The world community forged an agreement in Paris; Bonn is now working on its implementation. Why COP23 is important.

03.11.2017
Braunkohlekraftwerk
Steam clouds rise from the cooling towers of a lignite-burning power plant © dpa

What are the main issues in Bonn?

COP23 in Bonn is regarded as a 'technical conference'. This means that unlike in Paris in 2015, when a new global climate treaty was agreed, no major, fundamental decisions are expected. Now it's a question of fleshing out the details, rather like writing the instruction manual.

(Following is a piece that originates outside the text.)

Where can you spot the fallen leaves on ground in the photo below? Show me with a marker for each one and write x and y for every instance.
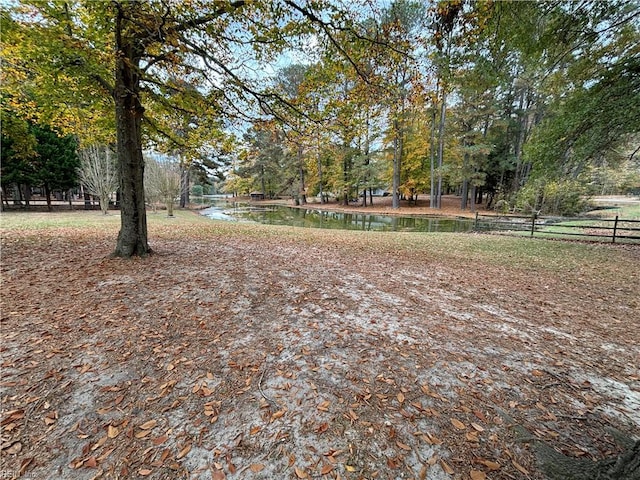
(333, 355)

According to Germany's chief negotiator Karsten Sach of the Federal Ministry for the Environment, the aim in Bonn is to deliver "text proposals for the small print".

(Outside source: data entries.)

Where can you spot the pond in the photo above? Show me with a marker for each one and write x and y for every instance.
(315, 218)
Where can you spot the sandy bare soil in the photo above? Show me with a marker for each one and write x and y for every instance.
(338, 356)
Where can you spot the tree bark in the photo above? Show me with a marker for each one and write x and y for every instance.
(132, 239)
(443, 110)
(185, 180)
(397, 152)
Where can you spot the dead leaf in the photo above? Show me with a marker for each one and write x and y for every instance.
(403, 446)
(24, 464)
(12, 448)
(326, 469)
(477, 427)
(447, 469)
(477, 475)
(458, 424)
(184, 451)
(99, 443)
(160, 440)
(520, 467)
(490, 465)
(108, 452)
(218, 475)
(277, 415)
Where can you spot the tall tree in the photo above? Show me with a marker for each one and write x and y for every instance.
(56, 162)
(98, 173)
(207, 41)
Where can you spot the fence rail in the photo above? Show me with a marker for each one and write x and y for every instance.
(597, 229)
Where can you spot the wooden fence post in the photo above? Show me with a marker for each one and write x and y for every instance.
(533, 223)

What specific issues are on the agenda in Bonn?

COP23's mandate is to prepare the first revision of the Paris Agreement, which is scheduled for 2018. This had been agreed in Paris. COP24, to be held in the Polish city of Katowice, will then examine whether the commitments made by states to reduce and limit greenhouse gas emissions will be sufficient to ensure that the world remains on course to limit global warming to 'significantly below two degrees', or better still to 1.5°C.

The Bonn conference's work assignment is therefore to formulate a first draft of 'Implementation Guidelines', a kind of rule book for putting the Paris Agreement into practice. Put in simple terms, the participants must agree on what is counted, how it is counted, and what can be offset against what – and, of course, on how to create across-the-board transparency allowing climate-protection measures to be reviewed.

What role is Germany playing?

In fact, Fiji is the actual host of COP23. But because the small Pacific island nation does not have the necessary infrastructure and resources to stage a conference with an expected 25,000 participants, the COP is being held in Bonn with German support. So Germany is not a co-host, but the 'technical host'.

Why is Bonn important?

COP23 is the first climate change conference since US President Donald Trump announced his country's withdrawal from the Paris Agreement. So far, Trump stands alone; furthermore, he has recently toned his remarks down. But the question remains: what consequences will this have for climate diplomacy? How is the balance shifting? At least, says Germany's Federal Government, the climate change conference is a strong sign that multilateralism works and that the search for common solutions makes sense.